Child Survivor Speaks about His Experiences During the Holocaust
His father’s skills as an electrician and auto mechanic likely saved Peter Stern’s life during the Holocaust.
Stern discussed his experience as a German Jewish child who survived the Holocaust with the Anti-Defamation League Main Line Community Action Group on Tuesday.
“When we do a program, we tell students they are the last generation to meet a survivor,” said Lise Marlowe with the Holocaust Awareness Museum and Education Center (HAMEC). “And once you meet a survivor, it’s your responsibility to tell their story. It’s also your responsibility to stand up and speak up to those Holocaust deniers that, sadly, they will meet in the world.”
She noted the Nazis killed 94 percent of the Jewish children in Europe because they couldn’t work as slaves. Before World War II, there were 1.6 million Jewish children in Europe, and the Nazis killed 1.5 million.
Stern, a Lower Merion resident, said his family lived in Nuremberg, Germany.
Stern, who was born in 1936, has a given name of Peter, but his brother, who was born three years later, is Samuel.
“The reason that I have an Aryan name and my brother does not is the Nuremberg Laws that were passed in 1935,” said Stern. These were laws passed to restrict Jews from various aspects of life, including practicing medicine or law. One law said that Jewish children “born in Germany had to have Jewish names.”
While the laws were passed in 1935, the Olympics were held in Berlin in 1936, and the Nazis “did not want that bad PR,” so they weren’t enforced until after the Olympics.
His dad, an electrician, owned an auto mechanic business, but because of the Nuremberg Laws, he had to sell it. Their family was forced to go live in a “Jew house” with four or five other families in an area near the train tracks. But his father found a job at a Jewish school teaching boys how to be mechanics.
In November 1941, Stern’s family was deported to Riga, Latvia. He was 6 years old.
“The term used was ‘resettlement,’” said Stern. “It was something the Jews in Germany believed was true. [But] it was a euphemism for murder.
“When we got there, that train, all the people were taken to a place called Jungfrenhof, which was the first concentration camp in Riga,” said Stern.
It was a former farm. It was snowy and cold. They marched to old stone barns with no heat or running water. Close to 4,000 people were in that camp. By the end of the war, only 149 survived.
But his family was sent to the Riga Ghetto shortly afterward. In the forest outside Riga, the Nazis had marched 20,000 people into the woods and killed them to make room in the ghetto for more people. On a map, Stern showed sites of Nazi slaughters around Europe and concentration camps, “really killing camps.”
Then, his family went to an apartment building where German soldiers also lived. His father would take his students to fix German army vehicles. Others living in the house sorted the clothing of the people who were killed. After a few months, his family was sent to Russia, where his father and the mechanic students fixed German army vehicles. Stern and his brother played with German officers’ children.
At one point, his father was taken to fix vehicles closer to the front, where an attack took place.
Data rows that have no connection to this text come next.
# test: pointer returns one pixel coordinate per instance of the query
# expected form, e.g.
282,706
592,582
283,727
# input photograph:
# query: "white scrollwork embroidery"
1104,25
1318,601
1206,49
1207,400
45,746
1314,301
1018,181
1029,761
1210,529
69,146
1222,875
His father rescued the German commander and an officer, he said.
The Germans began retreating and took Stern’s family with them.
“We were sent to the Men’s Civil Prison in Riga. And for three months, we lived in one cell, on the second or third floor,” he said. In December 1943, they were put into a basement cell.
“This is the first time I truly remember my parents being scared,” he said.
The soldiers then took them back to Germany, riding in truckloads of clothing. They would hide underneath the clothing at checkpoints. In Berlin, they were brought before a judge who scolded his parents and sent his father to Buchenwald, where he died of typhus.
Stern, his mother, and his brother were interned in Ravensbruck, the only women’s concentration camp. There Nazi doctors performed medical experiments on some inmates. A gas chamber and crematorium were on the grounds.
As the Russian army approached, the Sterns were loaded on a cattle car to Bergen-Belsen, another concentration camp, where the conditions were even harsher.
“On April 15, 1945, we were rescued,” said Stern. He was 9 years old when his family was liberated. His mother had brothers in the U.S., and they were eventually able to emigrate. Stern studied metallurgy and became a science teacher in Connecticut, retiring after 30 years. Stern and his wife, Julie, have a grown son.
Stern didn’t talk about the Holocaust for many years, nor did his mother, who remarried. As an adult, he continued to take courses and one was on fascism. The professor assigned a paper on the Holocaust.
“I couldn’t do it. I approached him. He said, ‘Could you write about what you went through.’ And I did. I didn’t truly start talking [about the Holocaust] until after I wrote that in 1985…I started to speak and never stopped.”
About the recent increase of antisemitism in the U.S., he said, “In some ways, I’m scared sh**less, OK? But it isn’t just a question of antisemitism. It’s the ‘anti’ aspect and what kids will do. They will pick on weakness.”
“There’s a word we have that we should all start to believe in and use, and that word is empathy.”